China has a Communist government and a command economy. I wouldn’t trust China as far as I could spit. The bull-headiness of people who think China is acting for our good is also wrong information. The White House has made risk analysis a mute point. See Remarks by Vice Chairman Donald L. Kohn At the Conference on Credit Risk and Credit Derivatives, Washington, D.C. March 22, 2007 Asset-Pricing Puzzles, Credit Risk, and Credit Derivatives

In a two tier economy such as the US, preservation of purchasing power is the upmost importance. See Remarks by Governor Frederic S. Mishkin At Bridgewater College, Bridgewater, VirginiaApril 10, 2007 Monetary Policy and the Dual Mandate Food and energy prices are key to US of A’s social stability. The information of the housing market is in the global markets. The Federal Reserve needs to put to rest the notion that they are comfortable with the rate of inflation. PCE deflator is not important when one’s financial markets are owned by foreign governments. It is upsetting when a major financial firm’s senior manager states that he will be worried about the sub-prime market if China defends its currency.

There is enough liquity in the global markets to buffer against the liquidity drain due to the US of A’s housing implosion. The Federal Reserve loses crediablity if they do not act on inflation. I do not believe PCE deflator will fall below 2%, too much money chasing too few assets (hard and/or soft). It is better to put Greenspan’s “exclamation point “ on Fed Funds when GDP is close to trend rather than being forced to do it when GDP is less than or equal to zero.

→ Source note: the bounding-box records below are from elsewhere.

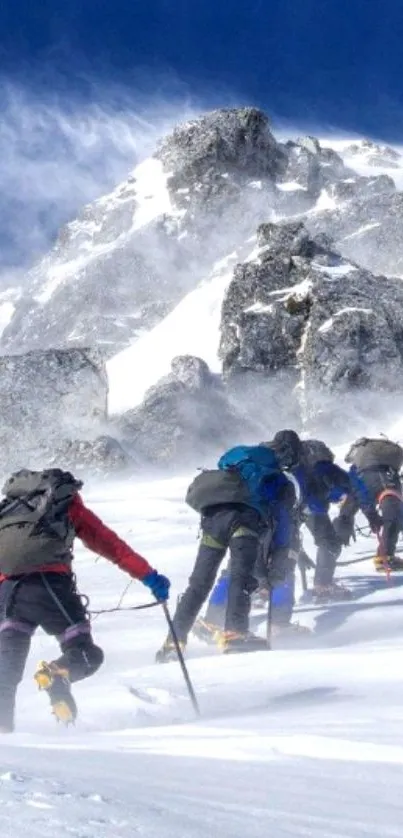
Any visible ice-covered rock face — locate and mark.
[1,108,286,356]
[117,355,253,467]
[221,222,403,410]
[344,140,403,169]
[0,349,108,466]
[4,108,403,357]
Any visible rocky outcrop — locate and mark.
[46,435,133,477]
[0,108,286,356]
[220,222,403,406]
[118,355,253,466]
[344,140,403,169]
[0,107,403,357]
[0,349,108,466]
[157,108,287,195]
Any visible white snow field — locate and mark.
[0,476,403,838]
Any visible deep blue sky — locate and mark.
[0,0,403,140]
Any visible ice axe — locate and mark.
[160,602,201,716]
[266,585,273,650]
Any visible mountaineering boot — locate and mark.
[192,619,222,646]
[374,556,403,573]
[252,586,270,608]
[312,582,353,604]
[155,637,186,663]
[217,631,269,655]
[272,622,313,638]
[34,661,77,725]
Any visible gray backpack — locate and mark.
[301,439,334,468]
[0,469,82,576]
[344,436,403,472]
[186,469,250,512]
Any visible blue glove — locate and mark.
[141,570,171,602]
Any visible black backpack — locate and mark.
[344,436,403,472]
[0,469,83,576]
[301,439,334,468]
[186,469,250,512]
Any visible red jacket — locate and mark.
[0,495,153,582]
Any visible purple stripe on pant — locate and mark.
[0,619,35,634]
[57,623,91,643]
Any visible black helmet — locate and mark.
[269,430,302,468]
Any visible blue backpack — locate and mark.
[218,445,281,511]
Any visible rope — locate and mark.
[88,600,161,617]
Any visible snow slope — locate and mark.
[107,246,250,414]
[0,477,403,838]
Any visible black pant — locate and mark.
[174,504,263,642]
[0,573,103,724]
[304,513,342,586]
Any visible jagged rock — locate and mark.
[0,348,108,472]
[220,222,403,404]
[305,184,403,275]
[158,108,286,190]
[344,140,402,169]
[277,137,355,215]
[1,108,285,357]
[118,356,252,465]
[49,435,136,476]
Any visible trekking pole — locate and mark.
[160,602,201,716]
[376,530,391,584]
[266,587,273,649]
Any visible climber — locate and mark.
[0,469,170,733]
[334,437,403,572]
[157,434,299,662]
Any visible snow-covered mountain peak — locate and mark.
[0,108,403,470]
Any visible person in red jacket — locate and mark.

In general, asset bubbles affect the market due to their asynchronous transport nature between storage/savings and the production process
(asynchronous transport theory). Production, Storage/Savings and Consumption are marginal (probability) processes (as oppose to conditional probability). Assets do go through the Capital/Labor process. Example: stocks provide the labor and the holder provides the capital. Stocks are held until the cost of opportunity signals a change. However assets, not used in the production process, signal a supply shortage (effective supply = actual used in the process - future supply). Proof of this information is acquired over time, which would lead to a correction. Isomorphism between production and consumption requires that effective demand = actual consumption + future.